The convictions were affirmed on direct appeal, see Miller v. State, No. 34A02-0307-CR-563 (Ind. App. June 8, 2004). Miller then filed a collateral attack, contending that his appellate lawyer furnished ineffective assistance by failing to contest the length of his sentence.* * * The state’s court of appeals eventually concluded that appellate counsel should have raised this issue, but that its omission did not result in prejudice under the standard of Strickland v. Washington, 466 U.S. 668, 694–96 (1984), and equivalent state decisions, which ask whether the petitioner has demonstrated a “reasonable probability” that the outcome of the direct appeal would have been different.
The court observed that the substantive standard for appellate review in Indiana is whether the sentence is “inappropriate in light of the nature of the offense and the character of the offender.” Ind. App. R. 7(B). (Miller does not contend that his sentence violates the Cruel and Unusual Punishments Clause or any other rule of federal law.) After reviewing the evidence, the appellate court held “that Miller has not established that his 120-year aggregate sentence is inappropriate in light of the nature of the offense and the character of the offender.” Miller v. State, 2013 Ind. App. Unpub. LEXIS 377 (Mar. 16, 2013) at *19. [sic. The ILB located this NFP opinion here, it was filed Mar. 26, 2013]
This means that, if Miller’s appellate lawyer had contested the sentence, the argument would have failed on the merits. Because, in the state court’s view, the chance of success was zero, it necessarily followed that Miller had not shown a “reasonable probability” that a better appellate lawyer could have obtained a lower sentence for him. A federal district judge then denied Miller’s petition for a writ of habeas corpus under 28 U.S.C. §2254. Miller v. Zatecky, No. 1:13-cv-913- SEB-TAB (S.D. Ind. Mar. 26, 2015).

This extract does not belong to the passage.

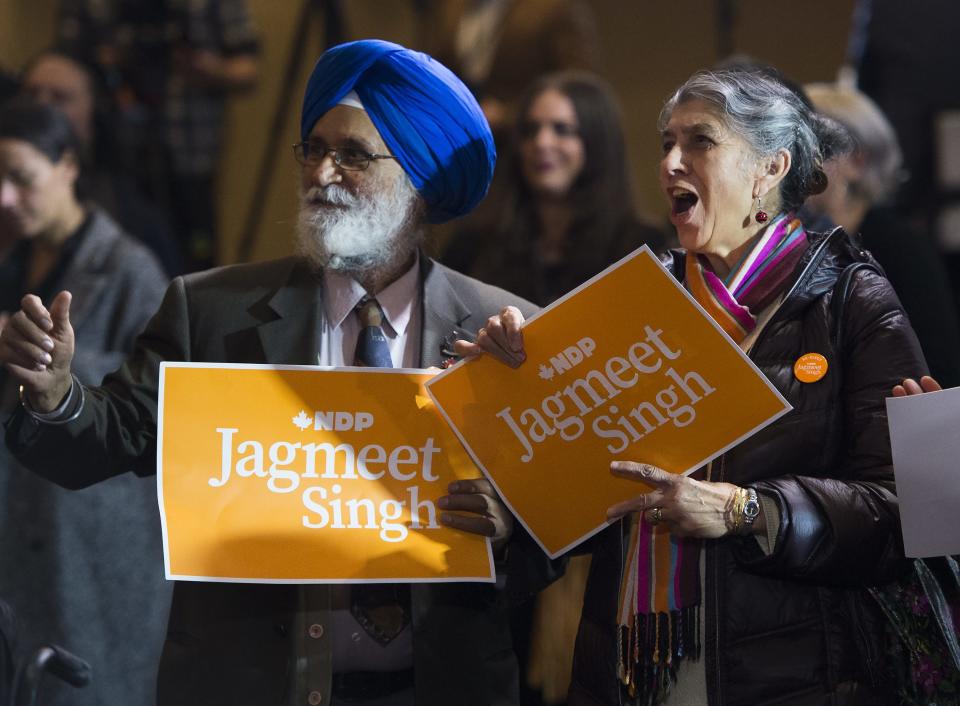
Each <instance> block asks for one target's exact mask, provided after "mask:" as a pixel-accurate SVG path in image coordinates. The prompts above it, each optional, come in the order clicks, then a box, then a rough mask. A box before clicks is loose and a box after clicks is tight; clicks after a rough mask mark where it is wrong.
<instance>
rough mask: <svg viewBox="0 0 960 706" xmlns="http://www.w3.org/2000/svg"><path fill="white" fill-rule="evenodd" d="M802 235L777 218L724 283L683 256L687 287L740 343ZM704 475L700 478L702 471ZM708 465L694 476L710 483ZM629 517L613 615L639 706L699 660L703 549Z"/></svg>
mask: <svg viewBox="0 0 960 706" xmlns="http://www.w3.org/2000/svg"><path fill="white" fill-rule="evenodd" d="M807 244H808V243H807V234H806V232H805V231H804V229H803V226H802V225H801V223H800V221H799V220H797V219H796V218H794V217H793V215H792V214H788V215H783V216H780V217H779V218H777V219H776V220H774V221H773V222H772V223H770V225H768V226H767V227H766V228H765V229H764V231H763V232H762V233H761V235H760V238H759V240H758V241H757V243H756V244H755V245H754V246H753V248H751V250H750V252H749V253H748V254H747V255H746V256H745V257H744V258H743V260H741V261H740V262H739V263H737V265H736V266H734V267H733V269H732V270H731V271H730V273H729V274H728V275H727V277H726V279H721V278H720V277H718V276H717V275H716V274H715V273H714V272H713V270H712V269H711V268H710V265H709V262H708V260H707V258H706V257H704V256H703V255H696V254H694V253H691V252H688V253H687V259H686V286H687V288H688V289H689V291H690V293H691V294H692V295H693V297H694V298H695V299H696V300H697V302H699V304H700V305H701V306H702V307H703V308H704V309H705V310H706V311H707V313H709V314H710V316H712V317H713V319H714V320H715V321H716V322H717V323H718V324H719V325H720V326H721V328H723V330H724V331H726V332H727V334H728V335H729V336H730V337H731V338H732V339H733V340H734V341H735V342H737V343H740V342H742V341H743V340H744V339H745V338H746V337H747V336H748V335H749V334H750V333H751V332H752V331H753V330H754V329H755V328H756V327H757V319H756V317H757V316H758V315H759V314H760V312H762V311H763V310H764V309H766V308H767V307H768V306H769V305H770V304H772V303H773V301H774V300H775V299H776V298H777V297H778V296H779V295H780V292H781V291H782V290H783V288H784V286H785V285H786V284H787V280H788V279H789V278H790V276H791V274H792V273H793V270H794V268H796V266H797V264H798V263H799V261H800V258H801V257H802V256H803V253H804V252H805V251H806V248H807ZM704 470H705V473H701V471H704ZM710 470H711V465H708V466H707V467H706V469H701V471H698V472H697V475H695V476H694V477H698V478H705V479H706V480H710ZM701 546H702V542H701V541H700V540H697V539H685V538H677V537H674V536H673V535H671V534H670V533H669V531H668V530H667V528H666V527H664V526H662V525H659V526H656V527H654V526H651V525H650V524H649V523H647V522H645V521H644V520H643V514H642V513H634V515H633V516H632V517H631V527H630V540H629V544H628V548H627V559H626V565H625V567H624V569H625V570H624V572H623V579H622V582H621V584H620V609H619V613H618V615H617V622H618V630H617V641H618V645H617V648H618V652H617V676H618V677H619V679H620V681H621V683H623V684H624V685H625V686H626V687H627V691H628V693H629V694H630V696H631V698H638V699H639V703H641V704H657V703H660V702H662V701H663V699H664V698H665V697H666V694H667V691H668V690H669V687H670V684H671V683H672V682H675V681H676V674H677V669H678V668H679V666H680V663H681V661H682V660H683V659H685V658H689V659H698V658H699V656H700V647H701V645H700V619H699V611H700V575H699V574H700V549H701Z"/></svg>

Because Indiana addressed on the merits the question whether Miller has established prejudice, we must decide whether the state’s decision “was contrary to, or involved an unreasonable application of, clearly established Federal law, as determined by the Supreme Court of the United States”. 28 U.S.C. §2254(d)(1). * * *
Miller has not shown that the state judiciary made an error of federal law, so he is not entitled to collateral relief. AFFIRMED
ADELMAN, District Judge [ED Wis., sitting by designation], dissenting. [beginning at p. 9 of 25] Because appellate counsel provided ineffective assistance by failing to challenge Michael Miller’s 120-year prison sentence, I would conditionally grant the writ. The majority concludes that Miller fails to show that the state judiciary made any error of federal law in rejecting this claim. For the reasons that follow, I respectfully dissent.